Compliance with state, national and international regulations is a vital part of succeeding in business today.
- Conducted an internal investigation for an international construction company in connection with environmental compliance, quality control and billing issues, and negotiated favorable resolution on behalf of the company with the DOJ.
- Prepared code of business ethics and key risk compliance policies covering anti-corruption, insider trading, anti-money laundering, data privacy, government contracts, and whistleblower procedures for domestic and international financial institutions, technology companies and global manufacturing firms.
- Conducted compliance risk assessment and management training regarding antitrust, export controls, anti-corruption and anti-money laundering for a Germany-based manufacturing company with operations in the United States.
- Developed anti-corruption internal assessment protocols and plans for a global energy company to assess compliance in high-risk jurisdictions.
- Assessed and optimized a major bank’s global compliance on data privacy, government contracts, FCPA and other regulatory compliance matters in connection with the firm’s appointment as monitor of a non-prosecution agreement between the DOJ and Mellon Bank, N.A.
- Advised a global credit card brand on export control gap analysis and inventory in preparation for its establishment and implementation of a comprehensive export control compliance program.

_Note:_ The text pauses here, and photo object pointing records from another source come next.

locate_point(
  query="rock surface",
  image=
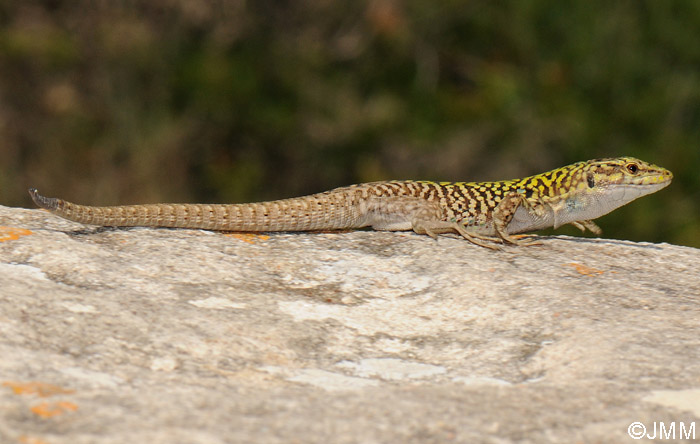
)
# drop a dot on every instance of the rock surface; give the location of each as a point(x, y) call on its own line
point(187, 336)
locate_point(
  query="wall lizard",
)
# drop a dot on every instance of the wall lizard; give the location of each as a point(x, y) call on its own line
point(484, 213)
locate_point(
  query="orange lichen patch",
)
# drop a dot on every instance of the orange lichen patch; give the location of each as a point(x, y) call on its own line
point(584, 270)
point(248, 237)
point(13, 233)
point(24, 439)
point(36, 388)
point(50, 409)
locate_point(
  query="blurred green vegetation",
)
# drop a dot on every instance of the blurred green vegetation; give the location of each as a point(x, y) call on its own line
point(228, 101)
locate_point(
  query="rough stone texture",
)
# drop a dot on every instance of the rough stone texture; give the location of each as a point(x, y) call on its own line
point(188, 336)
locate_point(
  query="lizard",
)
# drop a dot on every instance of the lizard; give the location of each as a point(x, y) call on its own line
point(484, 213)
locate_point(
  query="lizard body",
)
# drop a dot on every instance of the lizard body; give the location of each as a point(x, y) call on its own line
point(478, 211)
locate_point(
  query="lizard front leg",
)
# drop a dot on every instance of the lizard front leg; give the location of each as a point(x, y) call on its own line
point(587, 224)
point(504, 212)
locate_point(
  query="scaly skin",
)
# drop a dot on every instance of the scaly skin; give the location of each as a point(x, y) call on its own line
point(478, 211)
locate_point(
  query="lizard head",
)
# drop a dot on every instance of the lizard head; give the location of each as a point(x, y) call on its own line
point(626, 173)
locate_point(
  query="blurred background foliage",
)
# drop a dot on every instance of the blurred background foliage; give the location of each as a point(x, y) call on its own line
point(108, 102)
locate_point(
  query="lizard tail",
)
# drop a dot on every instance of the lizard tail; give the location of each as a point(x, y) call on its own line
point(308, 213)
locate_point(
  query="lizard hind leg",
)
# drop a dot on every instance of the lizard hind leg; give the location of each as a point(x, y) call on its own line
point(434, 227)
point(587, 224)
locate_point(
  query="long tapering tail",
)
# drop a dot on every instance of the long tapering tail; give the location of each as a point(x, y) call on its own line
point(336, 209)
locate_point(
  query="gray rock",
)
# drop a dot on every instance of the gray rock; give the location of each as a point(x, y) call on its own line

- Appointed by the DOJ to serve as independent examiner of the Bank of New York to monitor the bank’s procedures regarding suspicious activity, reporting practices and anti-money laundering, as well as its compliance with related laws and regulations, reporting directly to the Offices of the U.S. Attorneys for the Southern and Eastern Districts of New York, the Federal Reserve Bank of New York, and the New York State Banking Department.
- Conducted FCPA related internal investigation and enhanced internal anti-corruption and compliance protocols on behalf of large U.S. defense contractor in connection with Russian resellers distributing its products to foreign government end users.
- Developed and implemented EU General Data Protection Regulation (GDPR) compliance programs for numerous US and international organizations, including GDPR applicability analysis, data mapping, data transfer mechanisms, consent mechanisms, “right to be forgotten,” data security assessments, breach response programs, selection of Data Protection Officers, and employee training.
- Provided a consortium of more than 40 companies with organizational advice centered on AI and related third-party consulting regarding data collection and use, algorithm development, IP ownership and licensing, data privacy and security impact, data lake development, data flows and use of limited data sets and de-identified data, and algorithm application, as well as monetization considerations and related contracting.
- Counseled various clients regarding use of AI for information governance/record remediation work.
- Advised on strategic company planning and contracting guidance related to AI and advanced analytic dashboard development for an organization’s spinoff operations intersecting with cloud storage, data privacy and third-party responsibilities.
- Developed internal AI policy and practice materials for contractor and staffing agency with significant privacy policy development intersections.
- Developed Data Protection Impact Assessment (“DPIA”) tools designed to support U.S. and EU requirements to identify and mitigate risks associated with the use of automated decision-making.
- Advised clients on requirements and strategies to comply with new U.S. state privacy laws requiring the right to optout of automated decision-making affecting consumer and employee data processing activities.
- Advised clients on the liability implications of providing generative AI tools to users, including DMCA platform safe harbor protections and contractual limitations.